Generation Consistency

Generational consistency guarantees:

  • New generation is not promoted before minimum coverage gate.
  • Previous generation remains available in draining state during handover.
  • Forced retirement is policy-bound (drain ttl, optional force-close), not immediate.

Policy Consistency

Policy changes (adaptive/static floor, fallback mode, retries) should apply without violating established active-session routing invariants.

Backpressure and Flow Control

Route-Level Backpressure

Route channels are bounded by design. When pressure increases:

  • short burst absorption is allowed;
  • prolonged congestion triggers controlled drop semantics;
  • drop accounting is explicit via metrics/counters.

Reader Non-Blocking Priority

Inbound ME reader path should never be serialized behind one congested client route. Practical implication:

  • prefer non-blocking route attempt in the parser loop;
  • move heavy recovery to async side paths.

Failure Domain Strategy

Endpoint-Level Failure

Failure of one endpoint should trigger endpoint-scoped recovery first:

  • same endpoint reconnect;
  • endpoint replacement within same DC group if applicable.

DC-Level Degradation

If a DC group cannot satisfy floor:

  • keep service via remaining coverage if policy allows;
  • continue asynchronous refill saturation in background.

Whole-Pool Readiness Loss

If no sufficient ME coverage exists:

  • admission gate can hold new accepts (conditional policy);
  • existing sessions should continue when their path remains healthy.

Performance Architecture Notes

Hotpath Discipline

Allowed in hotpath:

  • fixed-size parsing and cheap validation;
  • bounded channel operations;
  • precomputed or low-allocation access patterns.

Avoid in hotpath:

  • repeated expensive decoding;
  • broad locks with awaits inside critical sections;
  • verbose high-frequency logging.

Throughput Stability Over Peak Spikes

Architecture prefers stable throughput and predictable latency over short peak gains that increase churn or long-tail reconnect times.

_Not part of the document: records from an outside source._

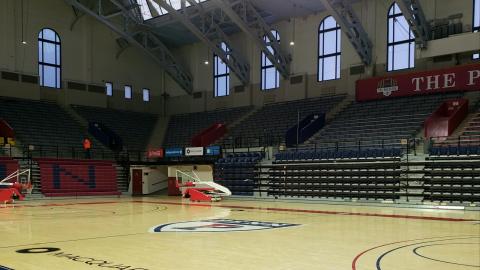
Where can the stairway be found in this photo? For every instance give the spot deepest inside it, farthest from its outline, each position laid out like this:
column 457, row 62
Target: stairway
column 411, row 181
column 122, row 178
column 97, row 145
column 35, row 177
column 330, row 116
column 232, row 125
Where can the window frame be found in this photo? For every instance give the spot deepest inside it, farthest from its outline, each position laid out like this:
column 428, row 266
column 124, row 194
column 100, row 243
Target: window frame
column 41, row 62
column 147, row 91
column 127, row 86
column 410, row 41
column 337, row 54
column 111, row 89
column 264, row 67
column 218, row 76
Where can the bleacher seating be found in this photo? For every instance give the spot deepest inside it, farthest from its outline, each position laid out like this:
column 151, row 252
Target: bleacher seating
column 134, row 128
column 303, row 156
column 273, row 120
column 469, row 136
column 7, row 166
column 237, row 171
column 42, row 123
column 367, row 174
column 453, row 176
column 183, row 127
column 77, row 177
column 383, row 122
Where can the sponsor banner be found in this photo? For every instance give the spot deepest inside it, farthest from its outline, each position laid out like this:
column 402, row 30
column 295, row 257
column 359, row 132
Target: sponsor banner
column 155, row 153
column 219, row 225
column 173, row 152
column 213, row 150
column 194, row 151
column 461, row 78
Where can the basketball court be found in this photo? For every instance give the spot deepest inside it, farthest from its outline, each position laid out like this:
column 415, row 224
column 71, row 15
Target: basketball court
column 166, row 233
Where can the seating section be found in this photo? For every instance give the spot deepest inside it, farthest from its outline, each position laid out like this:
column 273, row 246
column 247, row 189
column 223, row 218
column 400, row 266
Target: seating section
column 380, row 122
column 237, row 172
column 273, row 120
column 42, row 123
column 183, row 127
column 470, row 135
column 452, row 178
column 134, row 128
column 77, row 177
column 371, row 179
column 446, row 151
column 7, row 166
column 331, row 155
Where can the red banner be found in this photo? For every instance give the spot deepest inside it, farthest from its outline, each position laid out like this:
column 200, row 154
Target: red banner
column 461, row 78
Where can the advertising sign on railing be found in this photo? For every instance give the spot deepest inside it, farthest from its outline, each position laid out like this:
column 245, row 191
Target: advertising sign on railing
column 173, row 152
column 193, row 151
column 155, row 153
column 461, row 78
column 213, row 150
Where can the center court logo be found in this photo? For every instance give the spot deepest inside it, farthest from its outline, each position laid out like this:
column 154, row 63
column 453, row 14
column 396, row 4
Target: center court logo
column 219, row 225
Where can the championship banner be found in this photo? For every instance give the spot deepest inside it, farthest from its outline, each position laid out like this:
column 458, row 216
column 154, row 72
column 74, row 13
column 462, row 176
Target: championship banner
column 461, row 78
column 173, row 152
column 193, row 151
column 155, row 153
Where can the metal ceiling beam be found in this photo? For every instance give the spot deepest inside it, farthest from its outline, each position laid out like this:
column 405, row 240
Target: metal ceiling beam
column 244, row 14
column 352, row 27
column 131, row 28
column 413, row 13
column 207, row 29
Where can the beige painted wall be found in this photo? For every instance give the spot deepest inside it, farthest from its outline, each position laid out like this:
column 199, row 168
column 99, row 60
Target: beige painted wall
column 373, row 15
column 89, row 56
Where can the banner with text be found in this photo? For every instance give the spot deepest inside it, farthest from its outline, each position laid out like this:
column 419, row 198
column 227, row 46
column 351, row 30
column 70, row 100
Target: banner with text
column 213, row 150
column 194, row 151
column 155, row 153
column 460, row 78
column 173, row 152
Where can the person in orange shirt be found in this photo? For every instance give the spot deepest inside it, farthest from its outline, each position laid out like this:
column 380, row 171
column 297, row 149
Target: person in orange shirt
column 87, row 145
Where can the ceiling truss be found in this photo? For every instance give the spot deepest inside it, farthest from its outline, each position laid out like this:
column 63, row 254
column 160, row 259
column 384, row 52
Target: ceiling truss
column 207, row 28
column 352, row 27
column 244, row 14
column 124, row 18
column 413, row 12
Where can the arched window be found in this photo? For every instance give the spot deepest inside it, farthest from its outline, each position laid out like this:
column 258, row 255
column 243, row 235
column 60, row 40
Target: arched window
column 401, row 41
column 221, row 74
column 329, row 49
column 49, row 58
column 476, row 21
column 270, row 78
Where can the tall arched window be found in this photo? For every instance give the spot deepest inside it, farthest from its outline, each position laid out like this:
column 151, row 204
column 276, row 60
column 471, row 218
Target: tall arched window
column 329, row 49
column 270, row 78
column 401, row 41
column 49, row 58
column 221, row 74
column 476, row 21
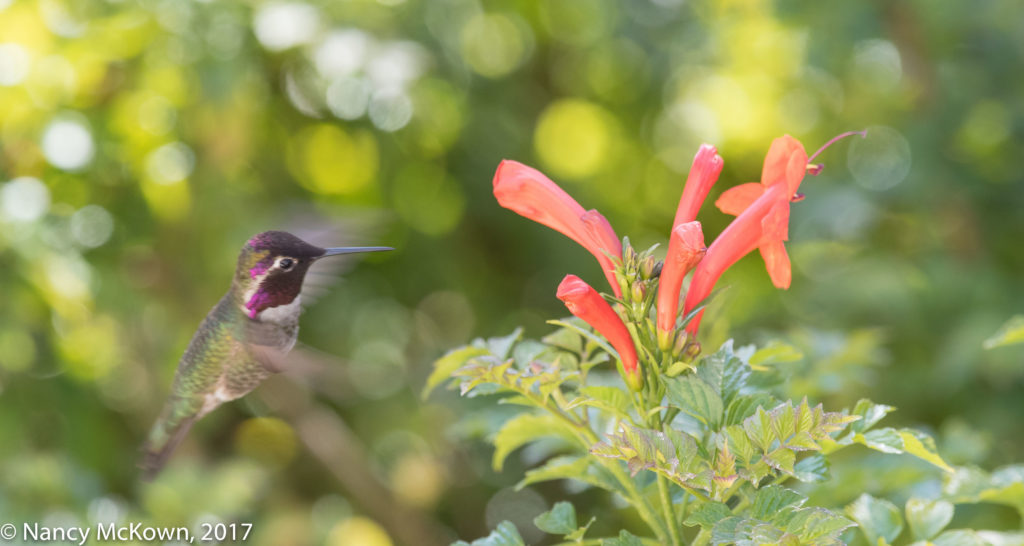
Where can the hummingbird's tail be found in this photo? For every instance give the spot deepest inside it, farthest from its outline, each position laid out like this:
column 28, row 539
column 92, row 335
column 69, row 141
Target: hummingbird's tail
column 169, row 430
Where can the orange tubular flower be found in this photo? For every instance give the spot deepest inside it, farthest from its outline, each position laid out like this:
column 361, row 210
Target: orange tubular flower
column 762, row 222
column 707, row 166
column 528, row 193
column 584, row 302
column 686, row 248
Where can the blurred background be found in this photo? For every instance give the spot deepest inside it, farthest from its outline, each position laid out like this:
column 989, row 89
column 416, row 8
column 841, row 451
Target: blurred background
column 143, row 141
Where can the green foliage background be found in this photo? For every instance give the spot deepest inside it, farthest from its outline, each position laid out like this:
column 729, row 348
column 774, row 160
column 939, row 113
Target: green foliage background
column 206, row 122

Evolution and Extension Rules

To evolve this model safely:

  • Add new policy knobs in Control Plane first.
  • Keep Data Plane contracts stable (conn_id, route semantics, close semantics).
  • Validate generation and registry invariants before enabling by default.
  • Introduce new retry/recovery strategies behind explicit config.

Failure and Recovery Notes

  • Single-endpoint DC failure is a normal degraded mode case; policy should prioritize fast reconnect and optional shadow/probing strategies.
  • Idle close by peer should be treated as expected when upstream enforces idle timeout.
  • Reconnect backoff must protect against synchronized churn while still allowing fast first retries.
  • Fallback (ME -> direct DC) is a policy switch, not a transport bug by itself.

Terminology Summary

  • Coverage: enough live writers to satisfy per-DC acceptance policy.
  • Floor: target minimum writer count policy.
  • Churn: frequent writer reconnect/remove cycles.
  • Hotpath: per-packet/per-connection data path where extra waits/allocations are expensive.